On the Improvement of Generalization and Stability of Forward-Only Learning via Neural Polarization

TL;DR

Polar-FFA is proposed, a novel implementation of the FFA algorithm, denoted as Polar-FFA, which extends the original formulation by introducing a neural division between positive and negative instances, thereby allowing for a broader range of neural network configurations.

Abstract

Forward-only learning algorithms have recently gained attention as alternatives to gradient backpropagation, replacing the backward step of this latter solver with an additional contrastive forward pass. Among these approaches, the so-called Forward-Forward Algorithm (FFA) has been shown to achieve competitive levels of performance in terms of generalization and complexity. Networks trained using FFA learn to contrastively maximize a layer-wise defined goodness score when presented with real data (denoted as positive samples) and to minimize it when processing synthetic data (corr. negative samples). However, this algorithm still faces weaknesses that negatively affect the model accuracy and training stability, primarily due to a gradient imbalance between positive and negative samples. To overcome this issue, in this work we propose a novel implementation of the FFA algorithm, denoted as Polar-FFA, which extends the original formulation by introducing a neural division (\emph{polarization}) between positive and negative instances. Neurons in each of these groups aim to maximize their goodness when presented with their respective data type, thereby creating a symmetric gradient behavior. To empirically gauge the improved learning capabilities of our proposed Polar-FFA, we perform several systematic experiments using different activation and goodness functions over image classification datasets. Our results demonstrate that Polar-FFA outperforms FFA in terms of accuracy and convergence speed. Furthermore, its lower reliance on hyperparameters reduces the need for hyperparameter tuning to guarantee optimal generalization capabilities, thereby allowing for a broader range of neural network configurations.

Figures (12)

• Figure 1: Forward and backward propagation's paths on (a) Backpropagation (BP); (b) Forward-Forward Algorithm (FFA); and (c) Polar-FFA. Black lines denote the forward direction of the information flowing from the input through each of the networks.
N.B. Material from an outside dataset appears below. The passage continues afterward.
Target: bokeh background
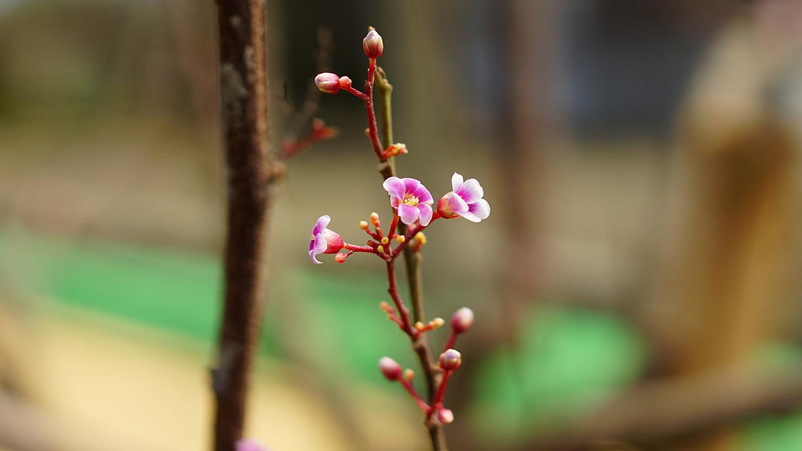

Blue lines indicate the error BP path, which has a local behavior in FFA and Polar-FFA. Additionally, the two adapted probability functions and the normalization process are included in the plot.
• Figure 2: Distribution of the difference in convergence area $\Delta\textup{CA}$ (vertical axis) and accuracy $\Delta\textup{ACC}$ (horizontal axis) between Polar-FFA with $P_\sigma$ and FFA with $P_\sigma^{\textup{FFA}}$. The vertical axis is in square-root scale for the sake of readability. Only models with an accuracy greater than $70\%$ have been plotted, filtering those achieving fast convergence due to having suboptimal maximum accuracy.
• Figure 3: Distribution of the difference in the separability index $\Delta\textup{SI}$ (y-axis) and accuracy $\Delta\textup{ACC}$ (x-axis) between Polar-FFA with $P_\sigma$ and FFA with $P_\sigma^{\textup{FFA}}$. Only models with accuracy higher than $20\%$ are included, thereby filtering out near-random networks.
• Figure E1: Distribution in the difference in accuracy between the distinct percentages of positive to negative neurons to the mean accuracy of the different percentages.
• Figure E2: Plot showing the accuracy difference of the outlying elements, categorized based on the probability function and the activation function used. Points with less than 0.08 absolute accuracy difference, denoted as stable configuration band, have been removed to improve clarity.